Dal Khalsa is a movement for restoration of the glorious period of the history of the Sikh people, when they ruled the Punjab and were masters of their own destiny. Dal Khalsa is a phase in the contemporary history of the Sikhs, which will not die without a whimper, which will continue to call a spade a spade, which will do what others in the community shy from and which will continue to hold its head high so that the dignity and honour of the community is never compromised.http://www.punjabiturban.com/index.php
Dal Khalsa has had three distinct avtars through various times in history. The first was the Dal Khalsa of the medieval times, under the tutelage of the Misl chiefs. On 29 March, 1748, at Amritsar, various Sikh chieftains joined hands to form the Dal Khalsa under the command of Sardar Jassa Singh Ahluwalia to counter the armed invasion of Ahmad Shah Durrani, who occupied Lahore in January of the same year.
The 11 units of Dal Khalsa functioned as a confederacy with faith as the constitution embodied in the tradition of the collective resolutions of the Sarbat Khalsa –the biannual Assembly of the Sikh people.
The nomenclature Dal Khalsa was again revived, nearly after two centuries, for the rationale was the same–to counter the onslaught of the mighty Indian state which was determined to crush the aspirations of the Sikh people.
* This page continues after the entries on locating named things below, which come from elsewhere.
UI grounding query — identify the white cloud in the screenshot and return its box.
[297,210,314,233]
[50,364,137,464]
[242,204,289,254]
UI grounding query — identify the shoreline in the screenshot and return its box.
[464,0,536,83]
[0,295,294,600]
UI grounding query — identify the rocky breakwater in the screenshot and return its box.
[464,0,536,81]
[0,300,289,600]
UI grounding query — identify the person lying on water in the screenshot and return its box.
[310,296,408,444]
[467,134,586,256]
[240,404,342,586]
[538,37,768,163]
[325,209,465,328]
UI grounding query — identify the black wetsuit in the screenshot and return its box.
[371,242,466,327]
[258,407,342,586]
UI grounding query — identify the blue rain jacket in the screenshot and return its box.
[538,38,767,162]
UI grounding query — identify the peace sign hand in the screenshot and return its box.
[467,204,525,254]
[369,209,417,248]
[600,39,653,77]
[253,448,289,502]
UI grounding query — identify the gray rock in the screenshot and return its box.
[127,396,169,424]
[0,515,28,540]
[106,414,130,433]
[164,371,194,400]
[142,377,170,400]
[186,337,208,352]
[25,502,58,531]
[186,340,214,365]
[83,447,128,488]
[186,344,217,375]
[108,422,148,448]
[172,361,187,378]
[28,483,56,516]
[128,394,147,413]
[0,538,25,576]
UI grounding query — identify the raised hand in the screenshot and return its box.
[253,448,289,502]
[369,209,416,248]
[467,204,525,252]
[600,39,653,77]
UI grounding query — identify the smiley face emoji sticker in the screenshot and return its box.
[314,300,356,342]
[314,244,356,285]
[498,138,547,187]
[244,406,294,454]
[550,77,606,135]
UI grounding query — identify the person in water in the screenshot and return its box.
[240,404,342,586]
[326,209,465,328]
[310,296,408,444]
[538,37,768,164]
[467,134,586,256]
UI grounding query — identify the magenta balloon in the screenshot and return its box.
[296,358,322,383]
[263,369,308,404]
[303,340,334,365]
In the religious environs of Gurdwara Akalgarh of Sector 35, Chandigarh on 6 August 1978, a dedicated team of young Sikhs led by Gajinder Singh, Satnam Singh Paonta Sahib, Harsimran Singh and others vowed to instil the traditional spirit of rebellion amongst Sikhs and challenge the traditional Akali leadership of the times and thus brought about the birth of the Dal Khalsa of the 19th century. This lasted for nearly half a decade, culminating in the flight of the pioneers from the Sikh homeland to keep the flag of being a sui generis people alive. The government of the day invoked ban on the organisation on May 1, 1982 that lapsed in May 1992.http://www.punjabiturban.com/gallery.htm
The present day Dal Khalsa is a political organisation, of course with the same aims and objectives as the earlier two avtars. In a sense, only the baton has been passed on by forces of history.
In the late nineties of the last century, when things seemed to have died down, when the governments of the day in Punjab and at the centre in Delhi, were living in the glee of having crushed the spirit of freedom, Kanwarpal Singh and his new team reignited the flavour and aspiration for the right to an independent Sikh state through the third avtar of the Dal Khalsa, in Amritsar on 6 August 1998, which continues to be around till this day.http://www.punjabiturban.com/feed.php
Dal Khalsa does not lose its focus of its mission in all its activities, ranging from seeking associate status for the Sikh Nation at the United Nations, observing the martyrdom day of Sikh martyrs including Sant Jarnail Singh Bhindranwale, holding of a week-long Sikh Freedom March from Akal Takht to Takht Damdama Sahib, unfurling of the Sikh National Flag of the Sarkar-e-Khalsa in defiance of the Indian tricolour on 26 January 2005, compiling a who’s who of martyrs of the Saka June 1984, holding a series of road shows urging the government to regulate the flow of migrant labour into the state that is destroying the demographic framework of the Punjabi Suba and joining hands with like-minded Sikh parties to systematically question and challenge the policies and programmes of Indian mainstream political parties.
Dal Khalsa, in the true spirit of Sikhism, is not partisan in its yearning for freedom. It upholds the right to freedom of all ethnic and religious minorities, including the Kashmiris and the various peoples of the north-east. Dal Khalsa maintains live liaison with the key representatives of these ethnic minorities to share opinions and ideas, express solidarity in times of distress and need and to devise programmes and strategies to put up a common front against the onslaught of the Indian state.
The present team of Dal Khalsa is a dedicated band of volunteers and activists, who in their never-say-die spirit continue to engage the people of Punjab in various activities designed to seek the right to self-determination for the Sikh people in their beleaguered homeland Punjab.
Dal Khalsa stands committed to an independent and sovereign Punjab, to be achieved by democratic and peaceful means by engaging the United Nations and the international community.